Re: [PATCH v3 1/2] rust: irq: add support for request_irq()
From: Alice Ryhl
Date: Tue Jun 03 2025 - 04:28:56 EST
On Mon, Jun 02, 2025 at 07:31:00PM +0200, Danilo Krummrich wrote:
> On Mon, Jun 02, 2025 at 04:19:21PM +0000, Alice Ryhl wrote:
> > On Wed, May 14, 2025 at 11:53:21PM +0200, Danilo Krummrich wrote:
> > > On Wed, May 14, 2025 at 04:20:51PM -0300, Daniel Almeida wrote:
> > > > +/// // This is running in process context.
> > > > +/// fn register_irq(irq: u32, handler: Handler) -> Result<Arc<Registration<Handler>>> {
> > > > +/// let registration = Registration::register(irq, flags::SHARED, c_str!("my-device"), handler);
> > > > +///
> > > > +/// // You can have as many references to the registration as you want, so
> > > > +/// // multiple parts of the driver can access it.
> > > > +/// let registration = Arc::pin_init(registration, GFP_KERNEL)?;
> > >
> > > This makes it possible to arbitrarily extend the lifetime of an IRQ
> > > registration.
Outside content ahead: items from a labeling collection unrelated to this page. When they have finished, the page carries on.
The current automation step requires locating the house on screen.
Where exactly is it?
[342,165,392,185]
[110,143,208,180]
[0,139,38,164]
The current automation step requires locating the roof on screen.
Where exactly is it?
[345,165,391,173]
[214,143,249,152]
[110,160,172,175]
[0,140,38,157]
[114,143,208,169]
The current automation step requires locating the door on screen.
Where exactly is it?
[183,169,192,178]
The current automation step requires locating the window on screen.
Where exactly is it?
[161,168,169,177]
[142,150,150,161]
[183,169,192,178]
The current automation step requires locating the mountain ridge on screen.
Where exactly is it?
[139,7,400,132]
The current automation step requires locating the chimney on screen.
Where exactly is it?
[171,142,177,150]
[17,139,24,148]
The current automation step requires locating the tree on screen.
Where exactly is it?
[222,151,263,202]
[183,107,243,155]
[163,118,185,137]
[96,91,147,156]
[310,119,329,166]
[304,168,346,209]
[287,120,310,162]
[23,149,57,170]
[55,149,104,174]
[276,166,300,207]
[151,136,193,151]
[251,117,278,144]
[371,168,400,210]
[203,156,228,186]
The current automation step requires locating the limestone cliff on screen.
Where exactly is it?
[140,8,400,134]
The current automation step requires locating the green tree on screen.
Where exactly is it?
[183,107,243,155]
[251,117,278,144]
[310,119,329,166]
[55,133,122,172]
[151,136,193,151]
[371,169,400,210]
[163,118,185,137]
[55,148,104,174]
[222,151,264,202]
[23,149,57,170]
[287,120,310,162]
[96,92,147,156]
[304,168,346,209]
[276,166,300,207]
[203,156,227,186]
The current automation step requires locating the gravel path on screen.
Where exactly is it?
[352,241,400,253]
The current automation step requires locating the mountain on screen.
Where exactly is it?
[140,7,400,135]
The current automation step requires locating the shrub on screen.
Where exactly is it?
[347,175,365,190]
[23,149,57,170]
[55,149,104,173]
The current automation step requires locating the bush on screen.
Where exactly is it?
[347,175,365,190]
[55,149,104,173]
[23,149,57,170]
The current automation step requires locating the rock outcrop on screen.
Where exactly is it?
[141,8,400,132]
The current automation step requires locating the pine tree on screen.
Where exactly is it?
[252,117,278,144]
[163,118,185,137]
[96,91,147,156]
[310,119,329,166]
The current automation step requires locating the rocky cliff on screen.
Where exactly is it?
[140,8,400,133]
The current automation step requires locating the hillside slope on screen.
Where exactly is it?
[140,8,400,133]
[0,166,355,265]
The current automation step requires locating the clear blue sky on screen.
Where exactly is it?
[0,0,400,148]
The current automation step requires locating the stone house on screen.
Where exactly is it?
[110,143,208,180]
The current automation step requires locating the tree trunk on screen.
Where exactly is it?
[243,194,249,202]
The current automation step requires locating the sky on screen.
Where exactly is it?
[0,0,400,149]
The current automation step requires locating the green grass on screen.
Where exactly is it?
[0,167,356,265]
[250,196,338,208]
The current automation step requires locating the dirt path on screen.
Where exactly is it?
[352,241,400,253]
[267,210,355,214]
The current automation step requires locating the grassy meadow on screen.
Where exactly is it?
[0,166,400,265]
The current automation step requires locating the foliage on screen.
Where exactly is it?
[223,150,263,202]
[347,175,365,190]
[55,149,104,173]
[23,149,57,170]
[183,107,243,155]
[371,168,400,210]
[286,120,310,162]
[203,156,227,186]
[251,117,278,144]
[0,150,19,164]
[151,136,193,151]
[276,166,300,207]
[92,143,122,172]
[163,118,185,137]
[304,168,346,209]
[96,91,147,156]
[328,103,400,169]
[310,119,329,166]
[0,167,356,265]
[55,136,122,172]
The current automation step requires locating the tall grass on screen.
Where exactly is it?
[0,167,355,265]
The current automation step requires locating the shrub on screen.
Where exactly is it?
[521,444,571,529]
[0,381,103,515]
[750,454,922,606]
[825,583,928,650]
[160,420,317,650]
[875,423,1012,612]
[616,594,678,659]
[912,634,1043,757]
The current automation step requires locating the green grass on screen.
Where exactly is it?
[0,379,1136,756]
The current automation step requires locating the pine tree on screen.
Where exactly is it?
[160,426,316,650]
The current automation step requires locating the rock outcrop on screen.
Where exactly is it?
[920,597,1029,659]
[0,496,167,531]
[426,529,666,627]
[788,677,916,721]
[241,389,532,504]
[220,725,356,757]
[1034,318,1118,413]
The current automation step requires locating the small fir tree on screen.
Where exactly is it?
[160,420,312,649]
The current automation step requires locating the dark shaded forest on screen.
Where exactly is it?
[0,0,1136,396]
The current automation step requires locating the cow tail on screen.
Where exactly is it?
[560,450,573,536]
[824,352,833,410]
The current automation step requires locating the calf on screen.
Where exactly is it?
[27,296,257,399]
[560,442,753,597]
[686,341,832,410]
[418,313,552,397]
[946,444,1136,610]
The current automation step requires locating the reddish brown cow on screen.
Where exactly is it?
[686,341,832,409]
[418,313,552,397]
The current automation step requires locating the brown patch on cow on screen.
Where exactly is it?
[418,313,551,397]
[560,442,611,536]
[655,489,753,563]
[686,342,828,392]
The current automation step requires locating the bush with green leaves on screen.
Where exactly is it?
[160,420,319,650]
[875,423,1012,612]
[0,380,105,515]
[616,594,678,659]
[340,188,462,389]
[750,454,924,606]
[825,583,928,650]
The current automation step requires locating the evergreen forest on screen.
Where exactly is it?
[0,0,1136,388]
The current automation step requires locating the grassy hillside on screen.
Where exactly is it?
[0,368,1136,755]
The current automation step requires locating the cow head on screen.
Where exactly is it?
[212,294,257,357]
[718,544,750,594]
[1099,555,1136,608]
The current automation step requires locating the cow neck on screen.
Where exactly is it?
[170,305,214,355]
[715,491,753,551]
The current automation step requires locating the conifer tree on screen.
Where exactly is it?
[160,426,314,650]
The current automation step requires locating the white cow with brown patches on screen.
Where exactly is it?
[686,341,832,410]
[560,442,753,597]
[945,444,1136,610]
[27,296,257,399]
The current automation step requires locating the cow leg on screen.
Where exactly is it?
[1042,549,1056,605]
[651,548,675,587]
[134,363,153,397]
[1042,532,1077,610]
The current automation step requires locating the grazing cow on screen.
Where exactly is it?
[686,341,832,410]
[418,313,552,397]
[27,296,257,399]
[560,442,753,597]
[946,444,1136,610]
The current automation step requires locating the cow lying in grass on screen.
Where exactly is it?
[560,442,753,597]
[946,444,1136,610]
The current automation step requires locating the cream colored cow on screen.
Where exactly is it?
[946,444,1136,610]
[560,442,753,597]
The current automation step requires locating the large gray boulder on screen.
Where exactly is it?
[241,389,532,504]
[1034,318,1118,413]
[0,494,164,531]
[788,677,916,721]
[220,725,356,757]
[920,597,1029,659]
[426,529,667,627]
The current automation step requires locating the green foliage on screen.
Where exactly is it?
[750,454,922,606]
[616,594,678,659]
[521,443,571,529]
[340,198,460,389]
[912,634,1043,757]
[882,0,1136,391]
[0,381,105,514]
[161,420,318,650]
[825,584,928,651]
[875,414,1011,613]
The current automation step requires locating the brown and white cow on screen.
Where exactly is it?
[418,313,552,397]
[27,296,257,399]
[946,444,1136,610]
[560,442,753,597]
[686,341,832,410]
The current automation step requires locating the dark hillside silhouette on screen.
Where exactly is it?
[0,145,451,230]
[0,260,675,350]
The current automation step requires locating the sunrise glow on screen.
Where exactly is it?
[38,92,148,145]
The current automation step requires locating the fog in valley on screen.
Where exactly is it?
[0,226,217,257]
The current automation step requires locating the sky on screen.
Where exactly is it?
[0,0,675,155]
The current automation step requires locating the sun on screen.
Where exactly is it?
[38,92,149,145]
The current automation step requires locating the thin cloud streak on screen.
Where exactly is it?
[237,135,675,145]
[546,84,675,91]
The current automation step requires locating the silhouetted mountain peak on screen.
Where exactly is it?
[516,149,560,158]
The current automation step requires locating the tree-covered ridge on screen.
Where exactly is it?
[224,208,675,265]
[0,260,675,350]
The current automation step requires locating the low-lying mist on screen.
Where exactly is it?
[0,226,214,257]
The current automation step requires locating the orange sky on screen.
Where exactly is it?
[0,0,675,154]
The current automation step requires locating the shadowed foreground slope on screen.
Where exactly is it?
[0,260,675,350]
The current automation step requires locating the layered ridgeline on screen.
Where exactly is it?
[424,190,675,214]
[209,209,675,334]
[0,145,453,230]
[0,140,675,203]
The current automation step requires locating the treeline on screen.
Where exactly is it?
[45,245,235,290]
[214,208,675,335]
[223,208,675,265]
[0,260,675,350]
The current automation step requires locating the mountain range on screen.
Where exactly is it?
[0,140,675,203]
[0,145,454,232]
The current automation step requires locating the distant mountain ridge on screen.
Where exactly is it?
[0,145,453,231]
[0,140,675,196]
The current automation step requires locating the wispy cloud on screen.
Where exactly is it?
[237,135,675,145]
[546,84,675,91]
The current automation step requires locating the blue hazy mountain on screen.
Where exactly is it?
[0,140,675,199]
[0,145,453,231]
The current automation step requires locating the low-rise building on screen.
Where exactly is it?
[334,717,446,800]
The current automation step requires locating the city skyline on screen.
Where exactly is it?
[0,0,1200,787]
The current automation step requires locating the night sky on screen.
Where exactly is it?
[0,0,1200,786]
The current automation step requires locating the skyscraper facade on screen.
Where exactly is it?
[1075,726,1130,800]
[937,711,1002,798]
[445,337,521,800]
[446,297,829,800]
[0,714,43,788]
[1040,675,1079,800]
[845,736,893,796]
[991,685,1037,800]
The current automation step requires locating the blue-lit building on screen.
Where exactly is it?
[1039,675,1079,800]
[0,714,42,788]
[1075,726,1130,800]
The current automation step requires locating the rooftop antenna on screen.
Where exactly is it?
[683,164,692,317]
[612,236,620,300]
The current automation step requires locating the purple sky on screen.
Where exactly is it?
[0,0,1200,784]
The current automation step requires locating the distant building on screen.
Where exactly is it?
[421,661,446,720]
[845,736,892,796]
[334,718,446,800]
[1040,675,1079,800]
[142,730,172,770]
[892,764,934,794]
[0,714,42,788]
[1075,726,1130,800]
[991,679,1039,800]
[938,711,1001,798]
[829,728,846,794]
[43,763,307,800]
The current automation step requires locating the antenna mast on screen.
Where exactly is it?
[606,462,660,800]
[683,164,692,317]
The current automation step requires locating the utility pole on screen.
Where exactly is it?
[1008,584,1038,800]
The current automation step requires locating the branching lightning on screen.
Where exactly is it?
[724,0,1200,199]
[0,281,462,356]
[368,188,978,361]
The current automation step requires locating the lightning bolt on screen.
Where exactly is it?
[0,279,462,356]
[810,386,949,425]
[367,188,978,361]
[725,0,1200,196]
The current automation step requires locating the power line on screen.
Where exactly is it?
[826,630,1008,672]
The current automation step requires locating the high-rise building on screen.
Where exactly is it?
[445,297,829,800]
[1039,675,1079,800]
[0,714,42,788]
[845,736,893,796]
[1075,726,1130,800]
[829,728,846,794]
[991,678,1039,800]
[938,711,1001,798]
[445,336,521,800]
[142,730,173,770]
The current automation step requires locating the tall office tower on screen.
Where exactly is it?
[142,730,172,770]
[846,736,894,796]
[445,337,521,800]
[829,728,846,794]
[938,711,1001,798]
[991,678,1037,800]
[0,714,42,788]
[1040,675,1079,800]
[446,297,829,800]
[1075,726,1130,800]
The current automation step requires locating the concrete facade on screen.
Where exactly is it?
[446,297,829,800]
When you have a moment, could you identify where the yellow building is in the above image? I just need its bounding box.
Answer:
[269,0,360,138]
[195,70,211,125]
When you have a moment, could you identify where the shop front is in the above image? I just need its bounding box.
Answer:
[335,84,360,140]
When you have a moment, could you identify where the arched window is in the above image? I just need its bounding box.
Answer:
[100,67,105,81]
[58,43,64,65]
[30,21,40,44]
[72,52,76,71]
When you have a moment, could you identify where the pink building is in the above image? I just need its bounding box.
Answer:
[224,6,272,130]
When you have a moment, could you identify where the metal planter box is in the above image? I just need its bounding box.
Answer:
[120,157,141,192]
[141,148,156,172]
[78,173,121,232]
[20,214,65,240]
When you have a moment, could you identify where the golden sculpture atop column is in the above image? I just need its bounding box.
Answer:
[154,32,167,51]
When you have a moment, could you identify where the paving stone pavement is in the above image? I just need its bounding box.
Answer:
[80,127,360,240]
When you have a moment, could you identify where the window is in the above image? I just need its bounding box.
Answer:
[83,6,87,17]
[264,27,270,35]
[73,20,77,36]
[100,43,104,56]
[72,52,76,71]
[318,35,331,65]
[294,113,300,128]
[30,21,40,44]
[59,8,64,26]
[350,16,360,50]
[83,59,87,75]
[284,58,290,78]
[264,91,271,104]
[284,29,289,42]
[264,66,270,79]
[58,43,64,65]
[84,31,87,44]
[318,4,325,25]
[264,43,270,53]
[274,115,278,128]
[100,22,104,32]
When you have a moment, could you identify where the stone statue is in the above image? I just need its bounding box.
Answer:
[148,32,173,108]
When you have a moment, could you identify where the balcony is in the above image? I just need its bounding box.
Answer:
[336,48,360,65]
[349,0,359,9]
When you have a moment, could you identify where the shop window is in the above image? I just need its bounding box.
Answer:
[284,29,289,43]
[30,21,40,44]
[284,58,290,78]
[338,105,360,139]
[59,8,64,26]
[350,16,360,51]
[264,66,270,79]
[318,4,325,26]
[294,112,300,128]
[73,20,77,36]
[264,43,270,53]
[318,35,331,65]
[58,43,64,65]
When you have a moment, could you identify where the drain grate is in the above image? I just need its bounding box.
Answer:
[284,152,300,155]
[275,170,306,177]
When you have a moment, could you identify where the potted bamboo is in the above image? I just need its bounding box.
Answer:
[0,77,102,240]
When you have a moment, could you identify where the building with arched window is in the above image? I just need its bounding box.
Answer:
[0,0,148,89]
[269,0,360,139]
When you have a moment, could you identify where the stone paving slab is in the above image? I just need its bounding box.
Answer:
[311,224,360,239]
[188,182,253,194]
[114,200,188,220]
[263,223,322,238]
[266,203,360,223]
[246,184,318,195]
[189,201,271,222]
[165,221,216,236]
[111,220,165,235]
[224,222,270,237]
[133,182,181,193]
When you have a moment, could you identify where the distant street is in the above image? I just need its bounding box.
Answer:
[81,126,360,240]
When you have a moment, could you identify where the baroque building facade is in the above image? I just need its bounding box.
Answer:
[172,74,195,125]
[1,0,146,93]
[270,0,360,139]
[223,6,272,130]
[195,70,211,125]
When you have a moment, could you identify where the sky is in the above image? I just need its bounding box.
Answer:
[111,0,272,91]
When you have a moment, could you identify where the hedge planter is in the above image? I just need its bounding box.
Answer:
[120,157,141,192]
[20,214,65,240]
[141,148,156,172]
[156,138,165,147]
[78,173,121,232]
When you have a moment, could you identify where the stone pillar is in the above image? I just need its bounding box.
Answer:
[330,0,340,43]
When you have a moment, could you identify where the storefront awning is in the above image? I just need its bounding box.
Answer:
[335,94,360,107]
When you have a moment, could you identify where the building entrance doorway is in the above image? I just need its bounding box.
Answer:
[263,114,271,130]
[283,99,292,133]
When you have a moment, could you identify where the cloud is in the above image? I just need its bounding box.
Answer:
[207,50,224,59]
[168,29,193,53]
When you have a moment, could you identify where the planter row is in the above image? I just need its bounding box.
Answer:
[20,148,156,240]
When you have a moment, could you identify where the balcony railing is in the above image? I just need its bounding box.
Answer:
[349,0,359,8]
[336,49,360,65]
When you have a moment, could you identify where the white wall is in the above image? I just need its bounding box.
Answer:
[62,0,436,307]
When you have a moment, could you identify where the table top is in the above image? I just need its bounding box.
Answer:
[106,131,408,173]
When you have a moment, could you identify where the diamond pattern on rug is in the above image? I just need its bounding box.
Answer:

However, we must guarantee that the IRQ is unregistered when the
> > > corresponding device is unbound. We can't allow drivers to hold on to device
> > > resources after the corresponding device has been unbound.
> > >
> > > Why does the data need to be part of the IRQ registration itself? Why can't we
> > > pass in an Arc<T> instance already when we register the IRQ?
> > >
> > > This way we'd never have a reason to ever access the Registration instance
> > > itself ever again and we can easily wrap it as Devres<irq::Registration> -
> > > analogously to devm_request_irq() on the C side - without any penalties.
> >
> > If we step away from the various Rust abstractions for a moment, then it
> > sounds like the request_irq API must follow these rules:
> >
> > 1. Ensure that free_irq is called before the device is unbound.
> > 2. Ensure that associated data remains valid until after free_irq is
> > called.
> >
> > We don't necessarily need to ensure that the Registration object itself
> > is dropped before the device is unbound - as long as free_irq is called
> > in time, it's okay.
> >
> > Now, if we use Devres, the way this is enforced is that during cleanup
> > of a device, we call free_irq *and* we destroy the associated data right
> > afterwards. By also destroying the associated data at that moment, it
> > becomes necessary to use rcu_read_lock() to access the associated data.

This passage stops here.